Zoonotic Transmission of Campylobacter jejuni to Caretakers From Sick Pen Calves Carrying a Mixed Population of Strains With and Without Guillain Barré Syndrome-Associated Lipooligosaccharide Loci

Abstract

Campylobacter jejuni causes foodborne gastroenteritis and may trigger acute autoimmune sequelae including Guillain Barré Syndrome. Onset of neuromuscular paralysis is associated with exposure to C. jejuni lipooligosaccharide (LOS) classes A, B, C, D, and E that mimic and evoke antibodies against gangliosides on myelin and axons of peripheral nerves. Family members managing a Michigan dairy operation reported recurring C. jejuni gastroenteritis. Because dairy cattle are known to shed C. jejuni, we hypothesized that calves in the sick pen were the source of human infections. Fecal samples obtained from twenty-five calves, one dog, and one asymptomatic family member were cultured for Campylobacter. C. jejuni isolates were obtained from thirteen calves and the family member: C. coli from two calves, and C. hyointestinalis from two calves. Some calves had diarrhea; most were clinically normal. Typing of lipooligosaccharide biosynthetic loci showed that eight calf C. jejuni isolates fell into classes A, B, and C. Two calf isolates and the human isolate possessed LOS class E, associated mainly with enteric disease and rarely with Guillain Barré Syndrome. Multi-locus sequence typing, porA and flaA typing, and whole genome comparisons of the thirteen C. jejuni isolates indicated that the three LOS class E strains that included the human isolate were closely related, indicating zoonotic transmission. Whole-genome comparisons revealed that isolates differed in virulence gene content, particularly in loci encoding biosynthesis of surface structures. Family members experienced diarrheal illness repeatedly over 2 years, yet none experienced GBS despite exposure to calves carrying invasive C. jejuni with LOS known to elicit antiganglioside autoantibodies.

Keywords: Campylobacter jejuni; Guillain Barré Syndrome; autoimmunity; gastrointestinal inflammation; outbreak investigation; zoonoses.

FIGURE 1

Cluster analysis of LOS locus content in calf and human isolates. Clustering was performed In PAST 2.12 (Hammer et al., 2001) using the Sorensen coefficient and the unweighted pair groups with arithmetic averages method on presence/absence data for 55 LOS loci in LOS classes A through W as detailed by Parker et al. (2005, and Richards et al. (2013). Numbers at nodes indicate the percentage of 1000 bootstrap replicates that support that node. Full data appear in Supplementary Table 1.

FIGURE 2

Alignment of translated calf isolate cstII/cstIII homologs to known loci.
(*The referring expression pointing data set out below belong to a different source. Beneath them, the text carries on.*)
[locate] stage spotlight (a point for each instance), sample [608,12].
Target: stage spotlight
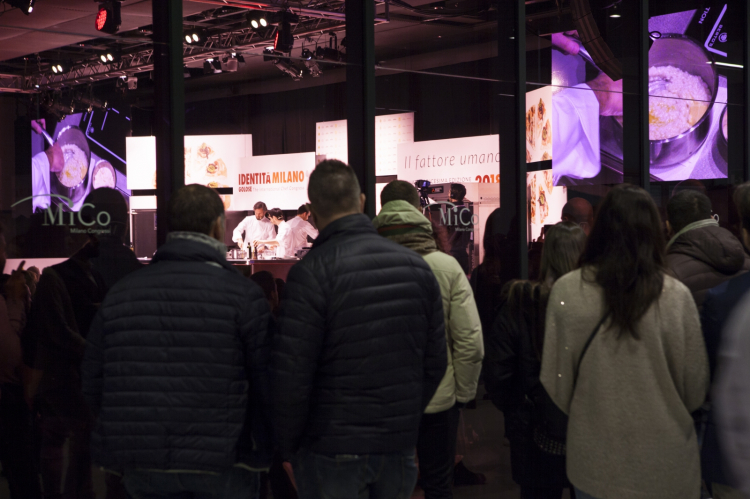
[308,59]
[60,67]
[284,41]
[287,67]
[109,17]
[231,63]
[257,19]
[194,36]
[25,6]
[91,102]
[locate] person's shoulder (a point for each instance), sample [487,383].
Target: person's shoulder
[675,291]
[443,263]
[570,281]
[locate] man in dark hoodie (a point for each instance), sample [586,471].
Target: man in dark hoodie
[701,254]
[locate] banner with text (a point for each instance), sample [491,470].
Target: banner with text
[280,181]
[468,159]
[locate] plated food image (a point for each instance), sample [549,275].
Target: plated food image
[76,166]
[539,125]
[204,151]
[217,169]
[677,101]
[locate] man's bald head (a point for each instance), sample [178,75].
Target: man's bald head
[580,211]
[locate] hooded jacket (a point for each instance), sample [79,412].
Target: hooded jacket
[403,223]
[704,257]
[175,367]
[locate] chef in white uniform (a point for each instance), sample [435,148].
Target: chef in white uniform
[301,228]
[284,240]
[256,227]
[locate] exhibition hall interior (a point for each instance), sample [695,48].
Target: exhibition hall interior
[530,106]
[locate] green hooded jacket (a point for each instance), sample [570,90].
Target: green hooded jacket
[405,224]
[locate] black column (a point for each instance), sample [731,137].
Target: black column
[511,220]
[360,94]
[738,116]
[636,153]
[169,107]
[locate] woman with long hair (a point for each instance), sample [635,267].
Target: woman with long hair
[624,358]
[533,424]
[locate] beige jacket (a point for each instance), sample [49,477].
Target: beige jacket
[630,432]
[463,330]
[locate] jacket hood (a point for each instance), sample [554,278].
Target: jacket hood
[402,223]
[401,215]
[712,245]
[192,247]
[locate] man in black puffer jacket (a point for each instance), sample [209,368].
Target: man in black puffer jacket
[176,366]
[359,353]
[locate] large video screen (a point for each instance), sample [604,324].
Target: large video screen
[74,155]
[690,61]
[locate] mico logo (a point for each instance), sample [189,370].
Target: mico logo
[461,219]
[56,216]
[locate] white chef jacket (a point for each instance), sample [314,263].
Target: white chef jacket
[254,229]
[575,133]
[301,229]
[285,238]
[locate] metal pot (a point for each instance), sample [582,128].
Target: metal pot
[683,53]
[74,136]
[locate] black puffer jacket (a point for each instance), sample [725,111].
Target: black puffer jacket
[361,345]
[705,257]
[176,366]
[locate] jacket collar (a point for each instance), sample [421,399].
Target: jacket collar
[348,225]
[192,247]
[709,222]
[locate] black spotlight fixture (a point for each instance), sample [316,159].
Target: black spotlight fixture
[194,36]
[257,19]
[287,67]
[25,6]
[61,67]
[231,63]
[109,18]
[90,102]
[308,59]
[284,41]
[109,57]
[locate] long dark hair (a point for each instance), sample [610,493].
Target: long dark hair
[527,300]
[625,254]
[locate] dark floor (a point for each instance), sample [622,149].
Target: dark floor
[481,443]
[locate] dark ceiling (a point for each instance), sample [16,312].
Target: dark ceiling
[418,34]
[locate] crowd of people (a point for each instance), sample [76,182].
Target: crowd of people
[621,371]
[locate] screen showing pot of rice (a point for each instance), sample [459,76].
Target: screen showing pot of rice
[75,167]
[678,105]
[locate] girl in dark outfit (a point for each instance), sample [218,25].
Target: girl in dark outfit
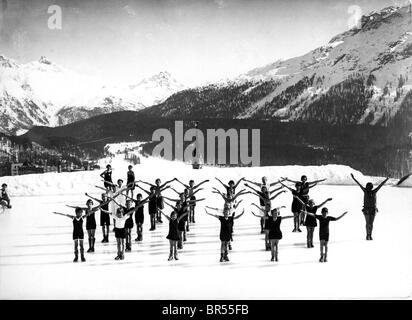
[369,204]
[78,234]
[191,188]
[91,221]
[225,231]
[310,221]
[104,216]
[296,205]
[107,177]
[324,220]
[173,234]
[275,234]
[130,181]
[159,199]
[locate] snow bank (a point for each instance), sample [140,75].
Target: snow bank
[152,168]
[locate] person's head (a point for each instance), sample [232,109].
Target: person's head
[275,213]
[179,204]
[79,212]
[89,203]
[369,186]
[119,212]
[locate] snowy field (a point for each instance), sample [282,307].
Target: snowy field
[36,247]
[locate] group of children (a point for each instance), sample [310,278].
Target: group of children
[118,203]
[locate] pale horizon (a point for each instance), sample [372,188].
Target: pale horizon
[197,42]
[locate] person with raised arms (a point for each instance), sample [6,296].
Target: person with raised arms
[226,224]
[273,221]
[324,220]
[369,204]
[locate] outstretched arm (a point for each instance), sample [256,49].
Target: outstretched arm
[324,202]
[213,215]
[381,185]
[65,215]
[357,182]
[277,194]
[341,215]
[93,198]
[222,183]
[168,218]
[198,185]
[237,217]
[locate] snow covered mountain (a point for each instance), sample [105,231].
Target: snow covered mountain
[361,76]
[44,93]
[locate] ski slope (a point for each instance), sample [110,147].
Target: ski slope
[36,247]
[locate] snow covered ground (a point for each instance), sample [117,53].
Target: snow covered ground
[36,249]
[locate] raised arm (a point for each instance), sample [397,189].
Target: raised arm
[277,194]
[64,215]
[341,215]
[222,183]
[168,218]
[357,182]
[237,217]
[381,185]
[199,184]
[93,198]
[324,202]
[237,183]
[213,215]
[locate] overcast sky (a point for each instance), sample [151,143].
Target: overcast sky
[196,41]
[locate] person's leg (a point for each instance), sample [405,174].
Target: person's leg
[118,248]
[222,251]
[89,236]
[171,250]
[272,249]
[276,249]
[82,250]
[92,233]
[76,251]
[371,220]
[322,242]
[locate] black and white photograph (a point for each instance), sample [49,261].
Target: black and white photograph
[205,150]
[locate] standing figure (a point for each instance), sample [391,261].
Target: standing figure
[130,181]
[78,234]
[324,220]
[226,223]
[173,234]
[369,204]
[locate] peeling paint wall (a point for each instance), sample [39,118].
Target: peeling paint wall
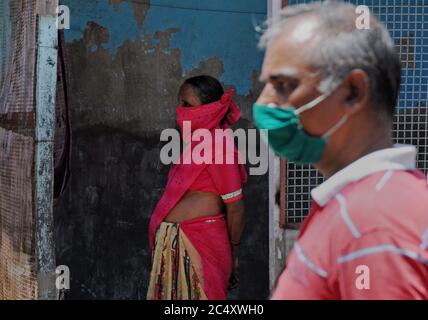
[126,61]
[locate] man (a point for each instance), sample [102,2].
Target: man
[366,236]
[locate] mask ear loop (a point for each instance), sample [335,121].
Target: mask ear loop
[311,104]
[336,127]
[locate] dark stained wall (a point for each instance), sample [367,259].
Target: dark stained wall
[126,61]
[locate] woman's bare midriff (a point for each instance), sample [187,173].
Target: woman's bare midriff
[195,204]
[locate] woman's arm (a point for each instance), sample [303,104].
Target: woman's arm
[235,212]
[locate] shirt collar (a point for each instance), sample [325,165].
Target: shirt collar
[400,157]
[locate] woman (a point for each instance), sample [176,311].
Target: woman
[196,228]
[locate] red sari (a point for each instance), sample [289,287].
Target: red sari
[204,241]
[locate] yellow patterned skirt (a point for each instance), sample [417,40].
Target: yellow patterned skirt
[176,267]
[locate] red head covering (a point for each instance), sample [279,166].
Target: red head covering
[218,114]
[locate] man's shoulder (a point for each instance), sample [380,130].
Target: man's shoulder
[392,200]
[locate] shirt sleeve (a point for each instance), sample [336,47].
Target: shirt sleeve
[380,266]
[228,180]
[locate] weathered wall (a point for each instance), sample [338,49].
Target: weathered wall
[126,61]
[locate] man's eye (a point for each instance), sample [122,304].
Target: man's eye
[284,89]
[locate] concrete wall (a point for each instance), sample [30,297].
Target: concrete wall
[126,61]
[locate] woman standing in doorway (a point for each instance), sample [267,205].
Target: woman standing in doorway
[196,228]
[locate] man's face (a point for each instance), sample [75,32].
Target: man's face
[290,80]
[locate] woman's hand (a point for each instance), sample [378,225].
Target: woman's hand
[234,278]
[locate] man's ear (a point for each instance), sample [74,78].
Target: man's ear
[358,90]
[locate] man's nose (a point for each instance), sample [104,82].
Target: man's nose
[268,95]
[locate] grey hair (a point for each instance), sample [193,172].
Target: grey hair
[342,47]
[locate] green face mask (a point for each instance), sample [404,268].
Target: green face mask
[286,135]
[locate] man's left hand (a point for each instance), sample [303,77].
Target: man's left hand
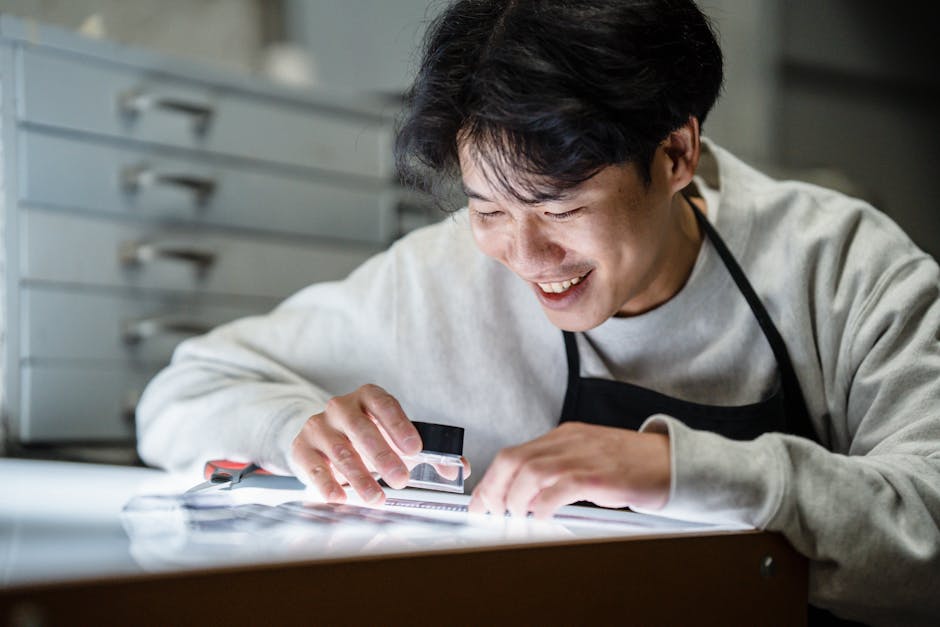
[577,462]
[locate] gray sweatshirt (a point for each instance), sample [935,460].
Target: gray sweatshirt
[458,339]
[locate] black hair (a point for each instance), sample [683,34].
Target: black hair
[549,92]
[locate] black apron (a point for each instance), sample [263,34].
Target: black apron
[618,404]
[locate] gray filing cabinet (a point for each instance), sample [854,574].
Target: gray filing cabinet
[145,201]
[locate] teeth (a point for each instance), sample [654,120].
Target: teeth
[558,288]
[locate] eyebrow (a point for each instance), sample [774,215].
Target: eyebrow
[469,193]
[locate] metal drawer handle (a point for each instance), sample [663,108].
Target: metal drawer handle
[136,101]
[129,408]
[136,253]
[136,331]
[134,178]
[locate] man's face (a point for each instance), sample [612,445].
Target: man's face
[604,248]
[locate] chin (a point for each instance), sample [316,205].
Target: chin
[573,322]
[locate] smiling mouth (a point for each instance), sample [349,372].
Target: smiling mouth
[560,287]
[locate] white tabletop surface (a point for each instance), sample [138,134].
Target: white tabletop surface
[62,521]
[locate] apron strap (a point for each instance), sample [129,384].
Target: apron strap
[569,409]
[794,402]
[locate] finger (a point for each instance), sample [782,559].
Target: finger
[343,456]
[499,476]
[386,410]
[568,489]
[316,470]
[370,442]
[531,479]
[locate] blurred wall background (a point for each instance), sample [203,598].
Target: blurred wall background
[839,92]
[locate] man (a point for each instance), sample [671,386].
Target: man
[730,347]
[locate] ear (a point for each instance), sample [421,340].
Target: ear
[680,153]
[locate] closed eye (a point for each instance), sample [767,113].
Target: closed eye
[487,215]
[564,215]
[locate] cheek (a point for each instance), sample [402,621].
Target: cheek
[488,241]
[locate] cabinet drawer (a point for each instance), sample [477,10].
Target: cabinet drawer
[97,97]
[64,248]
[68,325]
[67,173]
[80,404]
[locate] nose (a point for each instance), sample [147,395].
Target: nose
[533,249]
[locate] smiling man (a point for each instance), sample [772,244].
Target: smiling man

Clustal Omega alignment of cstII/cstIII homologs to known cstII and cstIII sequences (AF215659, AF257460, Cj26094_1202, and AL111168 Cj1140, respectively). The position of residue Asn51 is indicated.

FIGURE 3

Comparison of percent protein identity of one representative strain of each ST to reference strain C. jejuni RM1221 as determined in RAST. Colors indicate protein percent identity of open reading frames within the strains of each sequence type in this study and C. jejuni 11168 (Parkhill et al., 2000) to reference strain C. jejuni RM1221 (Parker et al., 2006), which does not appear in the graph.

FIGURE 4

Cluster analysis of content of 1270 unambiguously identified open reading frames in calf and human isolates. UPGMA clustering was performed as in Figure 1 using the Sorensen coefficient (presence/absence of homologs) on data for 1270 open reading frames in reference strain LM01 that had unambiguously defined functions as determined in RAST using isolate LM01 as the reference strain. Numbers at nodes indicate the percentage of 1000 bootstrap replicates that supported that node. Detailed data used in the cluster analyses are given in Supplementary Table 4. (A) Twelve calf isolates and TW16941; (B) twelve calf isolates, TW16491, and six clinical isolates: 11168 and 81-176 (enteritis); 84-25 (meningitis); 260.94 and HB93-13 (Guillain Barré Syndrome); and CF93-13 (Miller Fisher Syndrome). Full data appear in Supplementary Table 2.

FIGURE 5

Virulence-associated ORFs in calf and human isolates. (A) UPGMA clustering was performed as in Figure 1 using the Sorensen coefficient (presence/absence of homologs) on data for 342 ORFs associated with virulence in C. jejuni. (B) Heat map showing protein% identity of open reading frames in calf isolates to the C. jejuni virulome; variation within and between sequence types. Full data appear in Supplementary Table 3.